Predicting topic prevalences

We may reasonably expect that both parties and speakers would prefer to emphasise a different set of topics. We have two options to connect speaker and party identifiers to topics.

First, we can manually extract the topic proportions from the model and use parts of them as a dependent variable. The topic proportions for each document are inside the model object

head(mod$theta)

We can then tie these to the document variables and get a high level view of who talks about what. Who tends to use topic 1?

df <- data.frame(topic1 = mod$theta[,1], docvars(para_dfm))
head(df)

Fit a simple random effects model in which speakers are a draw from a population of legislators

library(lme4)
library(lattice)

lmer_topic1 <- lmer(topic1 ~ (1 | speaker), data = df)
dotplot(ranef(lmer_topic1, condVar = TRUE))

Apparently Cantell and Feinstein are the topic 1 users here, possibly also Mikulski and Nelso, but we're fairly unsure about that.

Let STM do both steps

We can also fit the topic model taking into account that we think we know what factors might predict different topic prevalence. This time, let's look at how party relates to topic prevalence.

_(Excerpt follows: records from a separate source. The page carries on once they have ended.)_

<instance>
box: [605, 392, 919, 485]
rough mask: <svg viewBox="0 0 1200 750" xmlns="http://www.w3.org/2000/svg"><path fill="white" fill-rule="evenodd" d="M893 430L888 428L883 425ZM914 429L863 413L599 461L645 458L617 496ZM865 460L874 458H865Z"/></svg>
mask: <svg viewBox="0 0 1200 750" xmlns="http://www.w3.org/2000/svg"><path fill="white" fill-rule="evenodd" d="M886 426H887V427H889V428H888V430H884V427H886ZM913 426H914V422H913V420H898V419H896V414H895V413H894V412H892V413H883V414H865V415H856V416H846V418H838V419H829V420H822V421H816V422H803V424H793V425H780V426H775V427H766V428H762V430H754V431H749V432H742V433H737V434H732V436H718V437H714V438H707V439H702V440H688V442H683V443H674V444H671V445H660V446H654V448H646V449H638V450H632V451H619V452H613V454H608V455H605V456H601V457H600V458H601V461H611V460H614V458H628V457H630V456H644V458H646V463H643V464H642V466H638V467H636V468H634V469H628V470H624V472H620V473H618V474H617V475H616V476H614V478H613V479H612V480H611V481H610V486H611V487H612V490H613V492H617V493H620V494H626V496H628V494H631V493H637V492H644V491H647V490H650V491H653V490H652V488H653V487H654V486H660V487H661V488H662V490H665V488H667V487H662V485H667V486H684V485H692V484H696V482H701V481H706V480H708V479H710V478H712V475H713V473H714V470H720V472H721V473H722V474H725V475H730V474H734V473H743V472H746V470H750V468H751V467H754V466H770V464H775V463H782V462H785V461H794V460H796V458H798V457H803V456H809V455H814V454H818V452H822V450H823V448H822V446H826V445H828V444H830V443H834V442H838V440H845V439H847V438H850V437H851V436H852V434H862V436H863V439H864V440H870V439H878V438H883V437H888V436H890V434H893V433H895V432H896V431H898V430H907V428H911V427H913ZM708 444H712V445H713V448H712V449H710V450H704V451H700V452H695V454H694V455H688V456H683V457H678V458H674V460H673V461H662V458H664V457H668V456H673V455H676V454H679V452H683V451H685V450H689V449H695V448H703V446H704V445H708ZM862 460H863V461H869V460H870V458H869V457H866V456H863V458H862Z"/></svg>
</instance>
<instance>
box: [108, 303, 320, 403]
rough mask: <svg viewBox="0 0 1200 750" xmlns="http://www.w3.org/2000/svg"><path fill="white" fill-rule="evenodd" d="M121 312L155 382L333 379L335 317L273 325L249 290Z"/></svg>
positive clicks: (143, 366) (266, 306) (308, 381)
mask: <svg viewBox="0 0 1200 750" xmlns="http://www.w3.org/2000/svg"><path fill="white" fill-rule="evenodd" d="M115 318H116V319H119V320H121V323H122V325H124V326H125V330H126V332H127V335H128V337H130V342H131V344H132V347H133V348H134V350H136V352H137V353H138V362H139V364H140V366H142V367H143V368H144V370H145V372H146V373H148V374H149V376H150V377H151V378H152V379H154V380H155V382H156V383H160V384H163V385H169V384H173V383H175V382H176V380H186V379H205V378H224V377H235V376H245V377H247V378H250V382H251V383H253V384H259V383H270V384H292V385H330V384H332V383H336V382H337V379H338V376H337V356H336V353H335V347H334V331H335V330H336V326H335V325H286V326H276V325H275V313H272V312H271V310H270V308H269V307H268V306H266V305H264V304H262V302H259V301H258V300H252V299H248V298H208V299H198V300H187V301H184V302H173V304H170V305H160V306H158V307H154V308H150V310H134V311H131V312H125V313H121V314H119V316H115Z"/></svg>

We need to add two bits of information to the model specification: the the document variables we think are predictive, and the functional form of the relationship between them and topics. The document variables come in as a data argument and the functional form is specified as the right hand side of a formula. To say that party affiliation predicts topic prevalence we say prevalence = ~ party, and fit the model as before

mod2 <- stm(para_dfm, K = 10, 
           prevalence = ~ party, data = docvars(para_dfm),
           seed = 12345)

mod2 <- stm(para_dfm, K = 10, 
           prevalence = ~ party, data = docvars(para_dfm),
           seed = 12345)

If we are interested in topics (constitutional) 1 and (gruesome) 8, we can focus in on their relationship to party like this:

gg <- estimateEffect(c(1,8) ~ party, mod2, docvars(para_dfm))
summary(gg)

Note here that the baseline topic prevalence is Allard (R). By changing the numbers in the 'dependent variable' part of the formula first argument we can look at as many of the topics as we like.

As always, a plot is nicer

plot(gg, "party", labeltype = "prob", model = mod2)

From this we can see that Republican speakers use topic 1 somewhat less than Democrats, but topic 8 much more.

If you'd like to know whether this is a general Republican thing or just a quirk of one or two speakers, adjust the model above to use speaker as the predictor and follow the steps above.

In general you can use any specification you like in the formula, so you don't have to choose individual covariates, as we did here. In particular it's often nice to 'control' for time in a smooth fashion. For example if you have a year variable and enough years you might use party + s(year) as the formula, which would allow topic prevalences to move smoothly over time, and the party 'effect' to be estimated against this background.

Note also that formulae need to know about nesting in data, so party/speaker would be the way to express that speakers are in one party only.